Reconciliai-vos o mais depressa possível com o vosso adversário, enquanto estais com ele a caminho, para que ele não vos entregue ao juiz, o juiz não vos entregue ao ministro da justiça e não sejais metido em prisão. — Digo-vos, em verdade, que daí não saireis, enquanto não houverdes pago o último ceitil. (S. MATEUS, cap. V, vv. 25 e 26.) 

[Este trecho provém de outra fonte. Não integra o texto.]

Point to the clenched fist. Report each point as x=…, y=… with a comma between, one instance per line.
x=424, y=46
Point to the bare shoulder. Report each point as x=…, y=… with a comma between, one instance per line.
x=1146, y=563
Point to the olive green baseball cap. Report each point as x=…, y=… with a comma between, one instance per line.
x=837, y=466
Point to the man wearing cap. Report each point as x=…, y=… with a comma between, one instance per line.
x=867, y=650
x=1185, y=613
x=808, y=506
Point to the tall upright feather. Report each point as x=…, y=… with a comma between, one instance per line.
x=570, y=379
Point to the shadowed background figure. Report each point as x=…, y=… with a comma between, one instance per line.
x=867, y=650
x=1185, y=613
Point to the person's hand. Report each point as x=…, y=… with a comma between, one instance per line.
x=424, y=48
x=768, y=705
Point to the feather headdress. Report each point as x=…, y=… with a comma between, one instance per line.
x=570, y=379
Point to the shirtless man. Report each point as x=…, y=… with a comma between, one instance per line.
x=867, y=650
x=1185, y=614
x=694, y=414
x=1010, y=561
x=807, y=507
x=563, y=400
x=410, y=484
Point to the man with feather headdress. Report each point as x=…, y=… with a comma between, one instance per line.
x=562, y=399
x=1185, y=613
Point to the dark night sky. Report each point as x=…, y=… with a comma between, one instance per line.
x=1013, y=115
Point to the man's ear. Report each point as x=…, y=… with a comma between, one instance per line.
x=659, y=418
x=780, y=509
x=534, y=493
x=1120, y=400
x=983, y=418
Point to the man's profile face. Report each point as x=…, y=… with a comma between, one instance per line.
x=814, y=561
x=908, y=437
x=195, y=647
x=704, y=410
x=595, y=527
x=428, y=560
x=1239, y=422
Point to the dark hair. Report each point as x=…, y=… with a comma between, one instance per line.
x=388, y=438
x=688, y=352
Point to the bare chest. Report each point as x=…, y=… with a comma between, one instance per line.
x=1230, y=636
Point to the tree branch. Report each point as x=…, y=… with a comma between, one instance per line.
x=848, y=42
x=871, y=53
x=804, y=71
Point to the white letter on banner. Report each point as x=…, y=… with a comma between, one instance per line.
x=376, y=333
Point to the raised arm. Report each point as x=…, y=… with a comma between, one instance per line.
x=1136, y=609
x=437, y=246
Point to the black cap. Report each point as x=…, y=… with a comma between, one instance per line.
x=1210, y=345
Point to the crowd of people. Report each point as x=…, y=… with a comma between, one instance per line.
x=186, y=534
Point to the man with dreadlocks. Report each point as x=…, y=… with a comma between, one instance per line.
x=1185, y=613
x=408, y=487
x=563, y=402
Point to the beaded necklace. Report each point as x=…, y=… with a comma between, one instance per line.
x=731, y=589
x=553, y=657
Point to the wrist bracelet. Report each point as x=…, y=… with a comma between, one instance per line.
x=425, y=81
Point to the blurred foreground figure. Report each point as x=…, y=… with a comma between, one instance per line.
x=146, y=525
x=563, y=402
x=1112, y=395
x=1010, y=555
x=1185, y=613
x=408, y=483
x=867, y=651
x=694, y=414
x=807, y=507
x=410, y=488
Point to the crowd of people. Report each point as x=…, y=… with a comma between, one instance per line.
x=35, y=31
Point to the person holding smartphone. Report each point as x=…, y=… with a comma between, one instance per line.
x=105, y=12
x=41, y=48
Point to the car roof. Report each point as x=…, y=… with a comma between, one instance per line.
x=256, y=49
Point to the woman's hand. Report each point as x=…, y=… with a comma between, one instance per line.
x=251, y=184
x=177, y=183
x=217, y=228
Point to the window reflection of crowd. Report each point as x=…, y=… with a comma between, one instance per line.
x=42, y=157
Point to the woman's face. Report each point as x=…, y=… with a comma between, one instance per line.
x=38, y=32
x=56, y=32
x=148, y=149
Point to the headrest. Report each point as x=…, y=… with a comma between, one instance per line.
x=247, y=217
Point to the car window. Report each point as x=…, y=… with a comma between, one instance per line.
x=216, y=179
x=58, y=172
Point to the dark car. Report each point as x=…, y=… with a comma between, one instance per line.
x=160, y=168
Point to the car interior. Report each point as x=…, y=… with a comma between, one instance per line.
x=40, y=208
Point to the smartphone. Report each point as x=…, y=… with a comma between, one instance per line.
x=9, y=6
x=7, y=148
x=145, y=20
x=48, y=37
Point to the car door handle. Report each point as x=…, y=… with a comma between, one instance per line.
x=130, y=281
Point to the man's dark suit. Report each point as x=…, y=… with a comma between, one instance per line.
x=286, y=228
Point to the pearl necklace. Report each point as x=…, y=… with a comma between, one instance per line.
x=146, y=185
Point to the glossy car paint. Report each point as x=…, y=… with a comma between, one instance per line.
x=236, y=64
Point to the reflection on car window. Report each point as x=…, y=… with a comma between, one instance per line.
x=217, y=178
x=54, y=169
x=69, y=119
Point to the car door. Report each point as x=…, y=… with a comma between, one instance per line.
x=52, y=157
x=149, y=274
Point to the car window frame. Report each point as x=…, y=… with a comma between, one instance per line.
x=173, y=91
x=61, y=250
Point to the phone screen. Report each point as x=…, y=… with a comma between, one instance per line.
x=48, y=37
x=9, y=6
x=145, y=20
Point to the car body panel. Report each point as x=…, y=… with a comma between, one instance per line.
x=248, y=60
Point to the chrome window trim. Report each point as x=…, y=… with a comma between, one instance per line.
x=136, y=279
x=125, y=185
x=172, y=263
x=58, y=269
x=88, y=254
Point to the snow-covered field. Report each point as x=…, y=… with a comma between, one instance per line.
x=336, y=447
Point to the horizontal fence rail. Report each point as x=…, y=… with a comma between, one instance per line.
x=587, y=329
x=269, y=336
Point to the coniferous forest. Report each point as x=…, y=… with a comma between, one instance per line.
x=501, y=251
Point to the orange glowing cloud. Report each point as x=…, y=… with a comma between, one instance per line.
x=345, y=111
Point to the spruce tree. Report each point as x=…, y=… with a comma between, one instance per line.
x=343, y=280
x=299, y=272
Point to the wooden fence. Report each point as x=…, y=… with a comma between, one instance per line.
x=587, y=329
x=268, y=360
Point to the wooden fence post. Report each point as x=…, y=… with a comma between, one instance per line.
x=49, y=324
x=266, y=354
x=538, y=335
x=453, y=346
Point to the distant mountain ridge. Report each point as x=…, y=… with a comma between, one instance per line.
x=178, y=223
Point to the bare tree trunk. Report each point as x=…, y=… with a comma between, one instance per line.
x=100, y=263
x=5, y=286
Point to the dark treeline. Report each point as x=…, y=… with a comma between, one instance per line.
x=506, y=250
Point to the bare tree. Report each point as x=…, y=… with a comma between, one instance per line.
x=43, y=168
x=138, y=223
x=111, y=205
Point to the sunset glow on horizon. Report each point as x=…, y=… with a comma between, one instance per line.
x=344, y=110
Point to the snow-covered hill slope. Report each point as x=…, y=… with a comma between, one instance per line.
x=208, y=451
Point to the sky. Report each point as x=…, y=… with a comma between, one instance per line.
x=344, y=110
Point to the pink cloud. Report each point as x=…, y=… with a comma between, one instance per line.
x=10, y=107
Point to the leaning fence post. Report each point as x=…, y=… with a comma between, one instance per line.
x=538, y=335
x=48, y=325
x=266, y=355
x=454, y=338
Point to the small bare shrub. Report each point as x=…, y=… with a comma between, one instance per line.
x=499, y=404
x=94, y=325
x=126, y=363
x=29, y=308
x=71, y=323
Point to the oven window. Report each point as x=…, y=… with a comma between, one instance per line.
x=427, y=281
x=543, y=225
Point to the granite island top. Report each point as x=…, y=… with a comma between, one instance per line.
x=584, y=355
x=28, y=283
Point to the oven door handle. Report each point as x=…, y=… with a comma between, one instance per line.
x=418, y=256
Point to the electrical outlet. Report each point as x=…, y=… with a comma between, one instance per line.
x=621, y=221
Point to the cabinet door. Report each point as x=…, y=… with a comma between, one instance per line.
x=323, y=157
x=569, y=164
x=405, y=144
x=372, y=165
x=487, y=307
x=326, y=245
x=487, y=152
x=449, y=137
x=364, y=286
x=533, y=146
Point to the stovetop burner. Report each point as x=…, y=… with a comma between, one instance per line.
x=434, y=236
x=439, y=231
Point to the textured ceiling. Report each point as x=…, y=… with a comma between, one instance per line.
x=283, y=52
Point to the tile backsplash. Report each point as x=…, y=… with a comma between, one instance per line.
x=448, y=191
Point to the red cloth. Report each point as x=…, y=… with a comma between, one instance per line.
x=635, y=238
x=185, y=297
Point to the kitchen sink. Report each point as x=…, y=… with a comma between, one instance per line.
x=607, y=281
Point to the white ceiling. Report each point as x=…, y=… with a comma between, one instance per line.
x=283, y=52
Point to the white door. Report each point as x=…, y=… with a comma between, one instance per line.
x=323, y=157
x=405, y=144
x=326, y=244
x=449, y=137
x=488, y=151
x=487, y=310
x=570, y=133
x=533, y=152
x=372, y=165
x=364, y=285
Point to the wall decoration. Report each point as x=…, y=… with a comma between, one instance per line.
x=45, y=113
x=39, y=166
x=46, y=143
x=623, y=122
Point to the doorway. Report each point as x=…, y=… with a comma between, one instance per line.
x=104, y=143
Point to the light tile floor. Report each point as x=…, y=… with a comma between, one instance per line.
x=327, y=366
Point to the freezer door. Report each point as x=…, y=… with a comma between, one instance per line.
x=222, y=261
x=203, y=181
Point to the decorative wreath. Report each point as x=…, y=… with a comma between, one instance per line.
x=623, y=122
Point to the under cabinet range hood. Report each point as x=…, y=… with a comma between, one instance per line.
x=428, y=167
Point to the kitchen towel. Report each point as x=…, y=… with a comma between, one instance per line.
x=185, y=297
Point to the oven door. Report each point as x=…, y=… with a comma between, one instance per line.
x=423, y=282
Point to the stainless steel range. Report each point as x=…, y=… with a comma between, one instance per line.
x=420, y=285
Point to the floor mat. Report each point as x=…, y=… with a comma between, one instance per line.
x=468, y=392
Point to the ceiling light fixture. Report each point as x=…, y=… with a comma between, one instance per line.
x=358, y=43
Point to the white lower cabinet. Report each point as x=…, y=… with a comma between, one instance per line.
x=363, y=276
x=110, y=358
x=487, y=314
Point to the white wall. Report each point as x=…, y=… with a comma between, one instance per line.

Na prática do perdão, como, em geral, na do bem, não há somente um efeito moral: há também um efeito material. A morte, como sabemos, não nos livra dos nossos inimigos; os Espíritos vingativos perseguem, muitas vezes, com seu ódio, no além-túmulo, aqueles contra os quais guardam rancor; donde decorre a falsidade do provérbio que diz: “Morto o animal, morto o veneno”, quando aplicado ao homem. O Espírito mau espera que o outro, a quem ele quer mal, esteja preso ao seu corpo e, assim, menos livre, para mais facilmente o atormentar, ferir nos seus interesses, ou nas suas mais caras afeições. Nesse fato reside a causa da maioria dos casos de obsessão, sobretudo dos que apresentam certa gravidade, quais os de subjugação e possessão. 

O obsidiado e o possesso são, pois, quase sempre vítimas de uma vingança, cujo motivo se encontra em existência anterior, e à qual o que a sofre deu lugar pelo seu proceder. Deus o permite, para os punir do mal que a seu turno praticaram, ou, se tal não ocorreu, por haverem faltado com a indulgência e a caridade, não perdoando. Importa, conseguintemente, do ponto de vista da tranqüilidade futura, que cada um repare, quanto antes, os agravos que haja causado ao seu próximo, que perdoe aos seus inimigos, a fim de que, antes que a morte lhe chegue, esteja apagado qualquer motivo de dissensão, toda causa fundada de ulterior animosidade. Por essa forma, de um inimigo encarniçado neste mundo se pode fazer um amigo no outro; pelo menos, o que assim procede põe de seu lado o bom direito e Deus não consente que aquele que perdoou sofra qualquer vingança. Quando Jesus recomenda que nos reconciliemos o mais cedo possível com o nosso adversário, não é somente objetivando apaziguar as discórdias no curso da nossa atual existência; é, principalmente, para que elas se não perpetuem nas existências futuras. Não saireis de lá, da prisão, enquanto não houverdes pago até o último centavo, isto é, enquanto não houverdes satisfeito completamente a justiça de Deus.

(Fonte: O Evangelho segundo o Espiritismo, cap. X, itens 5 e 6.)